The white student union is exactly what it sounds like: a not-so-subtly racist attempt to reaffirm white power where white power was never actually threatened. Its calling card, as documented by Vice and others, was a series of night patrols, in which white students and supporters stalked the Towson campus to protect white women from so-called "black predators."
Fast-forward to March: A video circulates online showing a group of white men violently assaulting a black female protester at a Donald Trump rally in Louisville, Kentucky:
One of these men is wearing a red baseball cap bearing Trump's signature phrase, "Make America great again." In an unsurprising turn of events, the Washington Post has revealed that the 25-year-old in the cap — who delivers a series of notably brutal shoves toward the end of the video — is none other than the very same Matthew Heimbach, all growed up.
Heimbach took credit online for attacking the woman the day after the incident took place. But now, 21-year-old Kashiya Nwanguma, a public health major at the University of Louisville, is suing Trump in a Jefferson County Circuit Court for inciting a riot, the Post reported. The suit also names Heimbach, accusing him of assaulting Nwanguma.
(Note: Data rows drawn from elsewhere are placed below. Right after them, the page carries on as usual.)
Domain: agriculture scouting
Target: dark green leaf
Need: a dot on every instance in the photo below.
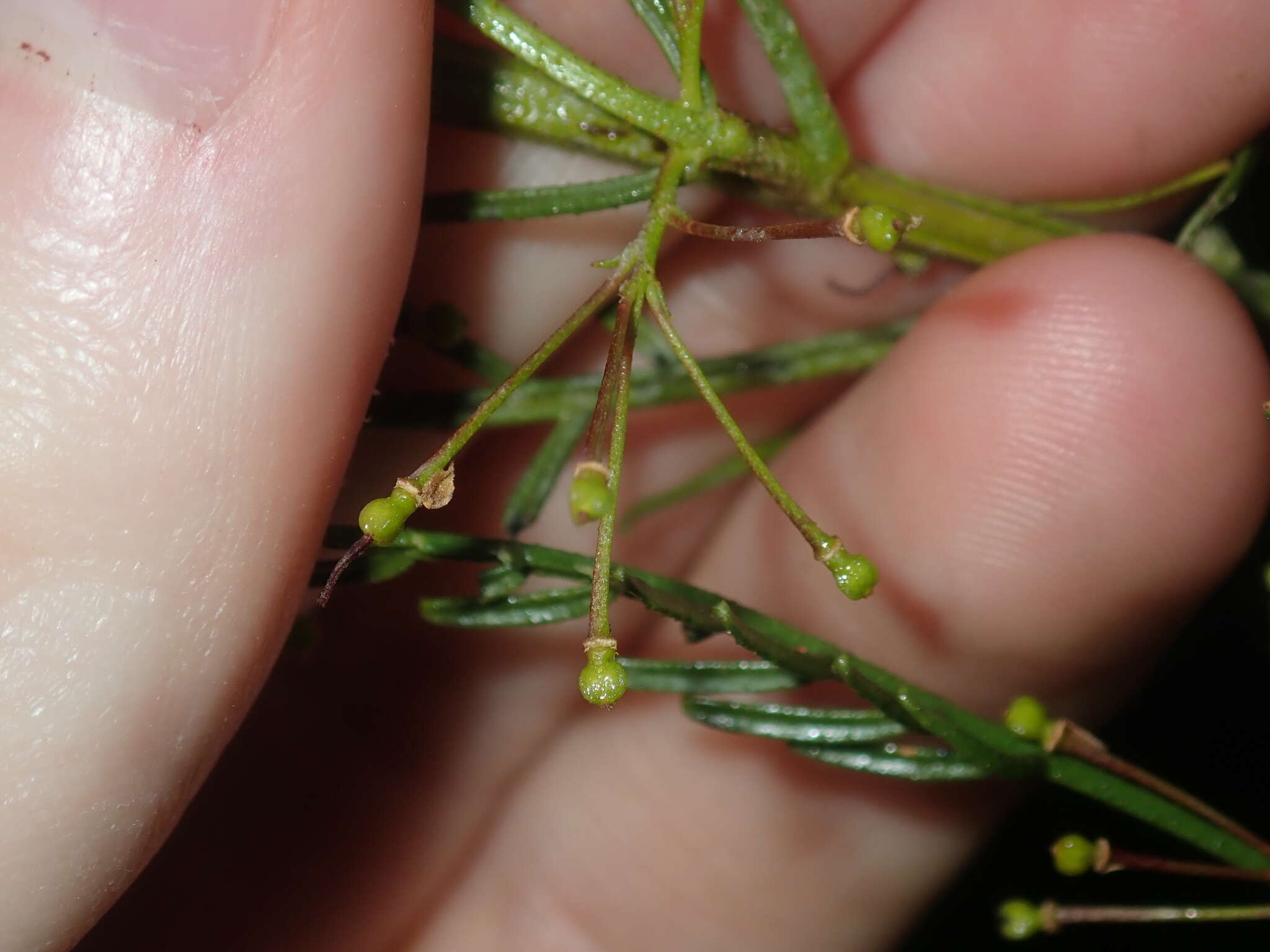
(706, 677)
(540, 477)
(500, 579)
(987, 743)
(511, 611)
(1220, 198)
(898, 760)
(540, 201)
(1153, 809)
(730, 469)
(548, 399)
(381, 564)
(810, 107)
(812, 725)
(807, 658)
"It's hard for me to think about that day," Nwanguma told the Post. "It was a new side of humanity that I hadn't quite seen before. I know it looks like I'm smiling, but I was really in disbelief. I was like, 'What is going on and why is this happening? There's no way that people are acting like this.'"
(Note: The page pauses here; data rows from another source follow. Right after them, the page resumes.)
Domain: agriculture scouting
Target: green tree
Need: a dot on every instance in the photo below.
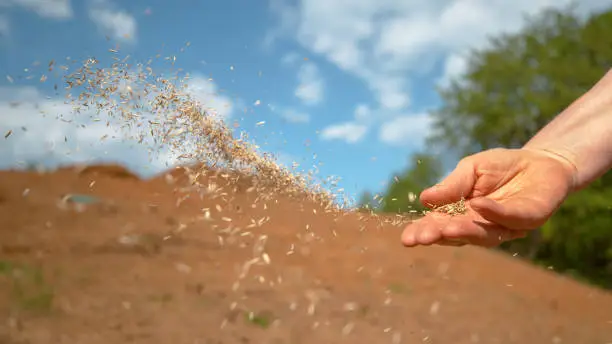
(510, 90)
(366, 202)
(402, 193)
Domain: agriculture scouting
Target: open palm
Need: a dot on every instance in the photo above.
(507, 191)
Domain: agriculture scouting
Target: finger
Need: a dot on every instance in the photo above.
(457, 184)
(519, 214)
(421, 232)
(479, 233)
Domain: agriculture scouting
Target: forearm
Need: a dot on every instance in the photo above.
(582, 134)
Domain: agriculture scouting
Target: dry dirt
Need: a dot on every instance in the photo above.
(140, 263)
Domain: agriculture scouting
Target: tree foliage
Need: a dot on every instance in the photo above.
(511, 89)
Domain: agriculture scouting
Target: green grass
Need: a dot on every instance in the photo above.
(263, 320)
(29, 290)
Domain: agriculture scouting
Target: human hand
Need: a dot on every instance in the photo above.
(507, 193)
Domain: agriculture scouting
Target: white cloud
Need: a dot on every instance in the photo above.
(295, 116)
(290, 59)
(362, 112)
(387, 43)
(206, 92)
(310, 84)
(405, 130)
(111, 21)
(5, 26)
(54, 9)
(46, 130)
(349, 132)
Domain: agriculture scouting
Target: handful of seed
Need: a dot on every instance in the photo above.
(452, 209)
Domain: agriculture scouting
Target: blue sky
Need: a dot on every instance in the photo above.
(349, 81)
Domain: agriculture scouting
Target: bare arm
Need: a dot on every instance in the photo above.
(581, 135)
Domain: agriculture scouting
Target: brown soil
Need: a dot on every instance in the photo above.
(146, 264)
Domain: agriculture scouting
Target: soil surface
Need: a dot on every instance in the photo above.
(96, 255)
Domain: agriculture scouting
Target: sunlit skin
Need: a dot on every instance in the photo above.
(509, 192)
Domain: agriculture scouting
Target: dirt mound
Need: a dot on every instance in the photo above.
(96, 258)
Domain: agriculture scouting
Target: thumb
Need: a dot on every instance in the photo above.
(459, 183)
But disbelief is not a feeling people who know Heimbach would be familiar with in this case. The Southern Poverty Law Center has described the 25-year-old as " the face of a new generation of white nationalists," and documents a series of remarkably racist and anti-Semitic statements Heimbach has made over the last four years.
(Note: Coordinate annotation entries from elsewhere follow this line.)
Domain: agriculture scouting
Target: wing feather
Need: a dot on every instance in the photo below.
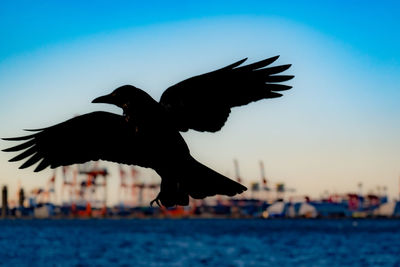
(93, 136)
(203, 102)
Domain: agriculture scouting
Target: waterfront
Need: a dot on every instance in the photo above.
(206, 242)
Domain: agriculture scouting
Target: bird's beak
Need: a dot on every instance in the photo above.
(107, 99)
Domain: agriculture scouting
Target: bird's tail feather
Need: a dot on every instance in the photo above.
(196, 180)
(204, 182)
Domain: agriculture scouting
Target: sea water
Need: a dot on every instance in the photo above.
(200, 242)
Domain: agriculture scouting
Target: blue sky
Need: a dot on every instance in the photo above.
(337, 127)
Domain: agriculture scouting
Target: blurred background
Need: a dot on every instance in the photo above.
(337, 131)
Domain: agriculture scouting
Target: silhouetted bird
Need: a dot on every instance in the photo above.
(147, 134)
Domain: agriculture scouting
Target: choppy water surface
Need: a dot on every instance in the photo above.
(200, 242)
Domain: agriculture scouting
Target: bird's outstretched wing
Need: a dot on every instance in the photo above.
(93, 136)
(203, 102)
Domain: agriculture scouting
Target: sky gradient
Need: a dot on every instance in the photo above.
(338, 126)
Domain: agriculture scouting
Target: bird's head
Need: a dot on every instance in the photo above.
(127, 97)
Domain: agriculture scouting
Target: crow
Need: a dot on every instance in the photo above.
(148, 132)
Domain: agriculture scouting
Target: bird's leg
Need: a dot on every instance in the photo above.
(157, 200)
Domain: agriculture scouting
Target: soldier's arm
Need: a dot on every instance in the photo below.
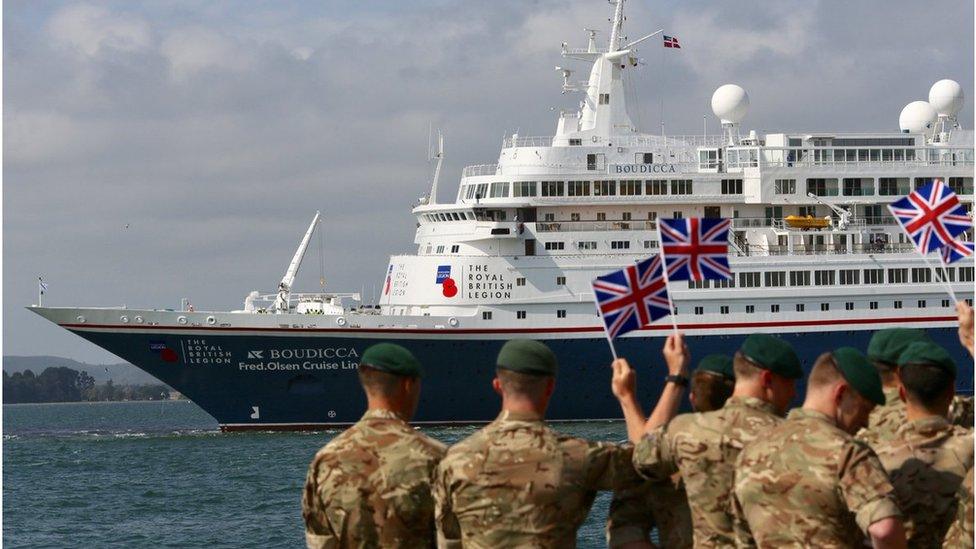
(868, 494)
(448, 528)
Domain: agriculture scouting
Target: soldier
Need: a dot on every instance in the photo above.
(883, 351)
(516, 482)
(808, 482)
(960, 534)
(371, 485)
(704, 446)
(928, 458)
(664, 504)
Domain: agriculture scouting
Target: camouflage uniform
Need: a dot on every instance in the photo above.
(371, 486)
(635, 511)
(808, 483)
(960, 534)
(704, 447)
(517, 483)
(926, 464)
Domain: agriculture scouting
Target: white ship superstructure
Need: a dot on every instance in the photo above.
(816, 256)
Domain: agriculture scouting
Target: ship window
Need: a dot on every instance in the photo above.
(784, 186)
(824, 278)
(630, 187)
(731, 186)
(656, 186)
(874, 276)
(799, 278)
(680, 186)
(921, 274)
(897, 276)
(553, 188)
(850, 276)
(604, 188)
(578, 188)
(524, 188)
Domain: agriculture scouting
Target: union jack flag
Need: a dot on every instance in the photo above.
(632, 297)
(955, 251)
(931, 216)
(696, 248)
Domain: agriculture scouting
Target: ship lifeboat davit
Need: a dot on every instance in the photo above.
(808, 222)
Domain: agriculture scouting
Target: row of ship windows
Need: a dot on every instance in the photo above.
(773, 308)
(773, 279)
(848, 186)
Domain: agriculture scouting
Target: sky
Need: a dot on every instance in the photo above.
(158, 150)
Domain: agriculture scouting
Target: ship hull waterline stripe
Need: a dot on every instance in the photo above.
(571, 329)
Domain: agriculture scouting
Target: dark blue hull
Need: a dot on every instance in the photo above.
(301, 382)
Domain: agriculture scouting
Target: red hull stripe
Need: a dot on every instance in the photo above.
(572, 329)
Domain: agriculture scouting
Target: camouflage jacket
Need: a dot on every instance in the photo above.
(960, 534)
(807, 483)
(371, 486)
(517, 483)
(885, 420)
(636, 510)
(926, 464)
(704, 447)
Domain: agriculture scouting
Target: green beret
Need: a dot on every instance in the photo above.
(773, 354)
(859, 374)
(719, 364)
(392, 359)
(926, 352)
(887, 344)
(527, 356)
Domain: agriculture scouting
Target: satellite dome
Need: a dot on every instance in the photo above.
(946, 97)
(730, 103)
(917, 117)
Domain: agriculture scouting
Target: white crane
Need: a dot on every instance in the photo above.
(284, 288)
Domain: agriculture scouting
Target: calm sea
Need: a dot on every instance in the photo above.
(161, 474)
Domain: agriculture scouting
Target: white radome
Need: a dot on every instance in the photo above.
(946, 97)
(730, 103)
(917, 117)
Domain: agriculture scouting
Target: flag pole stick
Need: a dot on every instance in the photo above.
(945, 279)
(613, 350)
(667, 283)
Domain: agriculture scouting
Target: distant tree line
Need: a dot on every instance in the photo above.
(62, 384)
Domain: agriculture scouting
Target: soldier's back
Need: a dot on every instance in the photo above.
(927, 462)
(704, 447)
(371, 487)
(807, 483)
(517, 483)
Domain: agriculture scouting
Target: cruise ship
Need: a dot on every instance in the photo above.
(816, 257)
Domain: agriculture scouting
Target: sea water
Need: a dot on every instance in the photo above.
(137, 474)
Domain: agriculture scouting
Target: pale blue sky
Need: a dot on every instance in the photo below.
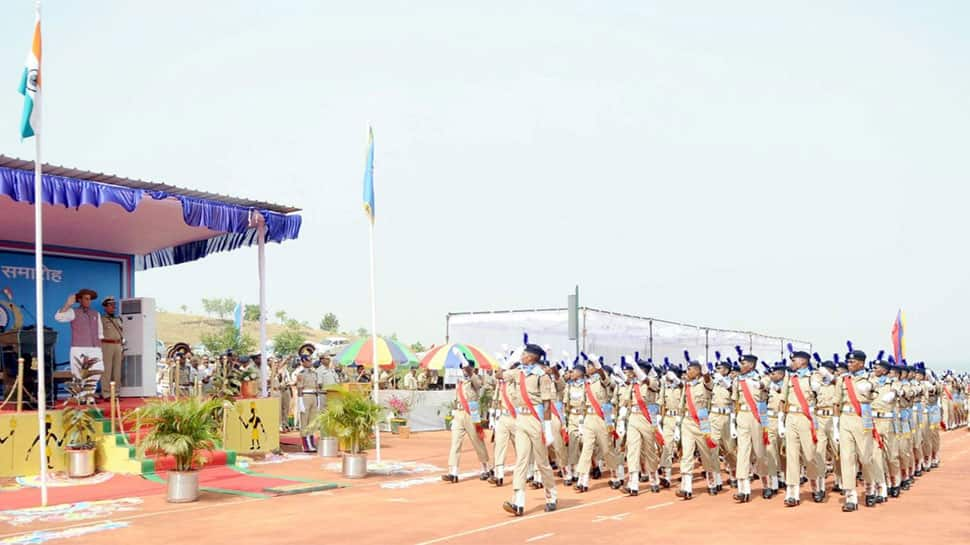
(796, 170)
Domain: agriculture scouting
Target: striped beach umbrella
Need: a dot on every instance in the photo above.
(390, 353)
(444, 357)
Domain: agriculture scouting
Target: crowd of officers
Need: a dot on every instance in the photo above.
(783, 425)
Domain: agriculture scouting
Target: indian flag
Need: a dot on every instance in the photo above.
(30, 86)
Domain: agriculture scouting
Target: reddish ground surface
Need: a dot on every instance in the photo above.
(934, 511)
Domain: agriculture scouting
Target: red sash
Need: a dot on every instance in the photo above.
(803, 403)
(464, 404)
(505, 398)
(753, 405)
(693, 414)
(646, 414)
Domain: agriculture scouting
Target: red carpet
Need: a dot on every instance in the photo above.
(119, 486)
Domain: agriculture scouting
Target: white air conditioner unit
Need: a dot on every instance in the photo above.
(139, 366)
According to the Post, Heimbach wrote online in March, "White Americans are getting fed up and they're learning that they must either push back or be pushed down." He recently unfurled a Confederate flag at Martin Luther King Jr.'s grave in Atlanta, and followed the recent terrorist attacks in Brussels by tweeting, "Hey Brussels, how's that multiculturalism working out for you?"
Heimbach graduated from Towson in 2013, and has since assumed a leadership role with the neo-Confederate League of the South. It's nice being able to chart the very public ascent of this white supremacist superstar — from Towson to Trump rallies and onward into the future. Can't wait to see what he does next.